Gene therapy also has been proposed for cancer treatment.27 Deficiencies of cancer-suppressor genes, such as those apparently associated with retinoblastoma and Wilms’ tumor, could be treated by restoration of the suppressor-gene expression. Other approaches involve inactivation of dominantly-acting oncogenes.

Gene transfer could be used to endow cell transplants with new functions that they do not normally possess. For example, cultured fibroblast isografts could be reintroduced after the introduction of genes to replace defective hormones such as insulin.33 serum proteins, and other metabolic products.

Another potential advantage of cellular transplantation is the possibility to use combined cellular transplants. In this case, a cell population is transplanted to allow or improve the survival ofa second-cell type, as in the case of pancreatic islets that promote the survival of hepatocytes transplanted in ectopic sites.34 Moreover, adrenal cortical cells may provide local steroid secretion35 to protect other cell types from rejection (unpublished observations).

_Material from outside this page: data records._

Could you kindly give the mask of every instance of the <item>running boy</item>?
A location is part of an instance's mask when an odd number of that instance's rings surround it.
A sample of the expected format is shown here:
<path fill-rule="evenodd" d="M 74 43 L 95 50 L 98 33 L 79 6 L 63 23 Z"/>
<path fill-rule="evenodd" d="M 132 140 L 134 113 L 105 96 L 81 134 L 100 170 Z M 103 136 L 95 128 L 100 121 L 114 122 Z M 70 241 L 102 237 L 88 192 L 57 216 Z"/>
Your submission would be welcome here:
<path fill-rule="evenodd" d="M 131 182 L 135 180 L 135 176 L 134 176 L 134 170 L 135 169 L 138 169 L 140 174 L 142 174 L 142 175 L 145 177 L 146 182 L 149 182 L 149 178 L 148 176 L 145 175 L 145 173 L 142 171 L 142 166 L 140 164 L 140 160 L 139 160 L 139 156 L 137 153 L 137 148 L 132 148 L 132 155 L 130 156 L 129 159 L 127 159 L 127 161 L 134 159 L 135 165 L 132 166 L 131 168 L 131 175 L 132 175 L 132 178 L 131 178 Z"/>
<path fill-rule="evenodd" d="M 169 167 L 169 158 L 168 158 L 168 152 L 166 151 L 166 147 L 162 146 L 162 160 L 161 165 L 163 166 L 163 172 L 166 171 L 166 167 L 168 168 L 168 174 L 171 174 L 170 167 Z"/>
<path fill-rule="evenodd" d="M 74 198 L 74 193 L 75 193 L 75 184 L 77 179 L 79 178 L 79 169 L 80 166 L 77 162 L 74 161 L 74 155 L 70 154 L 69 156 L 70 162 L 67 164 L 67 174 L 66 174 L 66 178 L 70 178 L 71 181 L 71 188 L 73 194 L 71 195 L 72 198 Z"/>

Time constraints make it impossible to review all cell-transplant applications. Pancreatic islet transplantation can be chosen to show that significant clinical progress is being made in the field. The procedures for isolation of the islet cells from exocrine tissue were pioneered by Moskalewski36 and Lacy.37 In 1967, Lacy introduced the concept of pancreatic distension and collagenase digestion for islet preparation37 which remains the basis of isolation technology today.9,38-44 The most recent data of the islet allograft registry by Hering et al indicate that, before 1984, no islet transplant demonstrated significant islet function (basal C-peptide > 1 ng/mL) 1 month after transplantation.44 Twenty-six adult islet allografts were performed between 1985 and 1989, and, in over 30% of these cases, basal C-peptide production was observed in the first week posttransplant. However, less than 20% had documented C-peptide production 1 month after transplantation. 1990 has been a critical year for islet transplantation. It was recently reported by the Washington University group that allogenic purified human islets transplanted intraportally had resulted in exogenous insulin independence for 2 weeks in a patient with type I diabetes.45 At the University of Pittsburgh, (starting January 10, 1990) we performed a series of human islet allografts in nine patients who were diabetic as a result of an upper abdominal exenteration which included radical pancreatectomy that was performed for extensive malignancies.46 These patients received islet-cell allografts at the time of or just after the liver replacement.47 They had monotherapy with FK 506 for immunosuppression. As of August 15, 1990, six of the nine patients are alive, 132 to 217 days postoperatively. Five are insulin-free or are on insulin only during periodic parenteral alimentation. The first islet transplant of this series was performed in a 15-year-old girl who requires neither parenteral alimentation nor insulin. She received islets from a single donor (same as the liver) and, to our knowledge, is the first unequivocal example of a successful islet-cell transplant in humans. It is noteworthy that both the donor and recipient were children. and also. that only a single islet donor was used.

Significant C-peptide production was documented in all nine of the transplanted patients. Subsequently, three other centers (St Louis, Milan, Edmonton) have achieved prolonged insulin independence after islet allotransplantation in type I diabetic patients (P.E. Lacy, C. Socci, R. V. Rajotte, personal communication, August 1990). This burst of results from four geographically-separated institutions will be a stimulus for further clinical applications. The size and quality of the yield of islet cell mass has been improved, but other factors remain to be clarified, such as the adequacy of various implantation sites for islet engraftment and revascularization; the diagnosis and treatment of rejection; and the diabetogenic affect of the immunosuppressive agents, including FK 506, cyclosporine, and, above all, steroids.

Islet transplantation is an example of a cell transplant procedure that finally has reached the prospect of success in clinical trials this year after several decades of intensive research. The unselfish exchange of information between centers and scientists have been fundamental to progress.